DESIGN AND IMPLEMENTATION OF FOUR ELECTRODE BASED IMPEDIMETRIC SENSORS

Abstract

The continuous development of cell based microelectronic sensing devices has been a significant milestone in the drug discovery and in depth bio-analytical researches on living cell behavior and its physiology. Along with time, conventional cell based sensors have faced some limitations which paved the way to shift towards Electric Cell Substrate Impedance Sensor which ensures non invasive, real time and label free impedance sensing of the living cells as well as lower cost and higher accuracy. The low impedance of the sensing device plays a vital role in measuring the accurate impedance of living cells. With that aim, an optimized, non invasive four electrode based Electric Cell-substrate Impedance Sensing (ECIS) device has been designed, fabricated and then characterized in this work.

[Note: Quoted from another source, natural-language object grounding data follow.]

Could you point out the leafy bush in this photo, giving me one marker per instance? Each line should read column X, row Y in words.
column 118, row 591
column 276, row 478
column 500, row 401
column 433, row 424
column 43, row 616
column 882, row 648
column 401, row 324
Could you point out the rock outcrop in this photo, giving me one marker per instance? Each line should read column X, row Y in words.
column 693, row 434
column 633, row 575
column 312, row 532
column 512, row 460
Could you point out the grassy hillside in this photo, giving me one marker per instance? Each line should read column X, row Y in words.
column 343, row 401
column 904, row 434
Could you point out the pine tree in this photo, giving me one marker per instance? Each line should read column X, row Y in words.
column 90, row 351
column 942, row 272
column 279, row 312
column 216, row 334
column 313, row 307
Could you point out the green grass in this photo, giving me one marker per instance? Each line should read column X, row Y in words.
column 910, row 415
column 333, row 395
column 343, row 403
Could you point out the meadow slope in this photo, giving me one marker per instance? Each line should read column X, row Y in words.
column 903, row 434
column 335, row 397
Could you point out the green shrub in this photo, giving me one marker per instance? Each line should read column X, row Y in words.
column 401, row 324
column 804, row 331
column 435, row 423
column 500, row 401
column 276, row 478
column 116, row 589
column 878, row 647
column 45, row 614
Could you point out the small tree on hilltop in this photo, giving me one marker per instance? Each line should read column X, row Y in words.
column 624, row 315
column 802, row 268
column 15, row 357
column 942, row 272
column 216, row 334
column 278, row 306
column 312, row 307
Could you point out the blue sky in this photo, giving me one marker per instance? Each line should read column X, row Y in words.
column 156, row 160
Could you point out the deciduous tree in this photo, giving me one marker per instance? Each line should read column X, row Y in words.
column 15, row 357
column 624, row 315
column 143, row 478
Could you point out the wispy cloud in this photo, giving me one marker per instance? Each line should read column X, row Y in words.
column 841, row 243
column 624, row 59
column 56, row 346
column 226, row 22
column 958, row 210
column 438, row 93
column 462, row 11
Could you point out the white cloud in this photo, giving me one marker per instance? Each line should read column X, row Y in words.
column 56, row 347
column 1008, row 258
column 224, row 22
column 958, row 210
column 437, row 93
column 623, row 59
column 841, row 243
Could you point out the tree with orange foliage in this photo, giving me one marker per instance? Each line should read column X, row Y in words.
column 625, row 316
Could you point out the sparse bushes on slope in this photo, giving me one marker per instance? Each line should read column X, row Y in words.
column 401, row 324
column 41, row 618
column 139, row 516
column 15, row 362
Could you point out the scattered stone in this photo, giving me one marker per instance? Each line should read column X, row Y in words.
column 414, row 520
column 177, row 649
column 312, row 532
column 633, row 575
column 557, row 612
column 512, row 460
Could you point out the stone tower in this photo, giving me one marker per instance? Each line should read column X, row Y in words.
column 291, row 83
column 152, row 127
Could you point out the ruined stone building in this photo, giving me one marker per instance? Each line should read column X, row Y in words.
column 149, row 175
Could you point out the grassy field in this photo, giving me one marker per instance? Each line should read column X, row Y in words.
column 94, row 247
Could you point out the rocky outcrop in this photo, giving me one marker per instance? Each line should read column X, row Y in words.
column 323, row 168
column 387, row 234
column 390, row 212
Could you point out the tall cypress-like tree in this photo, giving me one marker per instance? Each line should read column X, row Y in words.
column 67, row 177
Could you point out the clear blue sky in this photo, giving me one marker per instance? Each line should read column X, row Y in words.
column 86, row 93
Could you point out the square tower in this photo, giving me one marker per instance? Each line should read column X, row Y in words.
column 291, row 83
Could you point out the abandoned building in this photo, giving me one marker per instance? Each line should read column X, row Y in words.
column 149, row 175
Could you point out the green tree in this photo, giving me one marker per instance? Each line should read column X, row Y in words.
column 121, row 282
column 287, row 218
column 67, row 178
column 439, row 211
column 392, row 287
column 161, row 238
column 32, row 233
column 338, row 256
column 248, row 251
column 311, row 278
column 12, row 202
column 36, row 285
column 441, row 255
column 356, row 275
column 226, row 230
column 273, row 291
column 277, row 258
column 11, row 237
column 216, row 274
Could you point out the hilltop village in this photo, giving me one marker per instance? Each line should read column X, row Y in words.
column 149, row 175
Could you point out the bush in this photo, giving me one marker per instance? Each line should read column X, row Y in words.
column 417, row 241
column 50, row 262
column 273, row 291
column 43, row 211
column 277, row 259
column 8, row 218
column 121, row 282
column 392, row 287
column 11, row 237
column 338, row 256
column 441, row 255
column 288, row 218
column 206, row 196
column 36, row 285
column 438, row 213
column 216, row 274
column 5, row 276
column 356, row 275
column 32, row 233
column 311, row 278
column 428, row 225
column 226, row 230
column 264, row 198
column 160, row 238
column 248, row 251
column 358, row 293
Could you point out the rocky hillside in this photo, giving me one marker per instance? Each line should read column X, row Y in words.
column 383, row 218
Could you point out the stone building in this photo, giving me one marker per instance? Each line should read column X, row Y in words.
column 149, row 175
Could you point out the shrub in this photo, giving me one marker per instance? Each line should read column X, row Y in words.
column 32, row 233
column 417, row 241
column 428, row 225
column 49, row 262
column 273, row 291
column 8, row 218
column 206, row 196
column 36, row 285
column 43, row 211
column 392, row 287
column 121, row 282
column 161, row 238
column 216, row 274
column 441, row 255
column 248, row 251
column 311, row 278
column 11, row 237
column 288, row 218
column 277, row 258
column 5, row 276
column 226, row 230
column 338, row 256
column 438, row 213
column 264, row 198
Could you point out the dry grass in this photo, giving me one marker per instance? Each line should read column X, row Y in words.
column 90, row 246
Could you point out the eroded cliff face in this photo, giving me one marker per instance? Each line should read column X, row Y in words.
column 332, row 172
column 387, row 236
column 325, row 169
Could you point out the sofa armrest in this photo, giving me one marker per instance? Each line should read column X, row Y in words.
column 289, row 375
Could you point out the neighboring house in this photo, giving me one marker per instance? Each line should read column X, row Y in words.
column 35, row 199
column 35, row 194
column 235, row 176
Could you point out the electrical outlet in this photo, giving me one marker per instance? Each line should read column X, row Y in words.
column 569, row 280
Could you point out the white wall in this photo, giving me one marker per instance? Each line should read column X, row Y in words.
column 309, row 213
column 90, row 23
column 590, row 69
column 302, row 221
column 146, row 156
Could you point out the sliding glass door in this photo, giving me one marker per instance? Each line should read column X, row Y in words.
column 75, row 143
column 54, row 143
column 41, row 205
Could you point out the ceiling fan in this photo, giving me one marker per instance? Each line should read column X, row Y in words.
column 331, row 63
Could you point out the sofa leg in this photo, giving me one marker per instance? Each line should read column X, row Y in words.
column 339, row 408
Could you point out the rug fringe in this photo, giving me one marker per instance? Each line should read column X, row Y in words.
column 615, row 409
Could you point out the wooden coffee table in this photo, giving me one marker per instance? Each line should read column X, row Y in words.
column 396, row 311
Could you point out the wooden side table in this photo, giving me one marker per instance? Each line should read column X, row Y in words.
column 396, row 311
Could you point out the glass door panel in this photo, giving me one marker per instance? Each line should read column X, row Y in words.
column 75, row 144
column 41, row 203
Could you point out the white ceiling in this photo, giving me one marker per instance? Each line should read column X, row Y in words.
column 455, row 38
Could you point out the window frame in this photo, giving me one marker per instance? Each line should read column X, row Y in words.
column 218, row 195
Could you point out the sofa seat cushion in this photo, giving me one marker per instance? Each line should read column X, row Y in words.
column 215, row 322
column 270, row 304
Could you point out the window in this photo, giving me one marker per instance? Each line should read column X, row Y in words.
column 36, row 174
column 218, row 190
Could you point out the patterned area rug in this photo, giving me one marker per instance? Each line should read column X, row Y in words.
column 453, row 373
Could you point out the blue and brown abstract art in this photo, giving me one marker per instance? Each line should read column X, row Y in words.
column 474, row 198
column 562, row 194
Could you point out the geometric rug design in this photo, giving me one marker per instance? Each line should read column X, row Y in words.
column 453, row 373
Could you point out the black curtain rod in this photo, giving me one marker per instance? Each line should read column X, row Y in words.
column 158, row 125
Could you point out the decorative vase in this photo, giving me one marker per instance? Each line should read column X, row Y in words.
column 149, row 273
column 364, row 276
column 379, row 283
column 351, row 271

The ECIS device is designed with gold electrodes and the impedance of the designed device has been simulated by varying different parameters and was compared and verified with equivalent electrical circuit parameters. The designed device was further fabricated with gold on a glass substrate and was characterized with biocompatible Phosphate Buffer Solution (PBS) where the obtained design parameters from the simulations were applied. The measured impedance data were compared with equivalent circuit models with an electrochemical impedance spectroscopy analysis software to realize the feasibility and error percentage of the device. The output impedance data of the fabricated device fitted well with the simulated data which was later used for the realization of the equivalent circuit model of this electrochemical system as well as the mathematical equations between the impedance, phase angle and the area of electrode for the device which can be used for further researches of cell impedances in future works.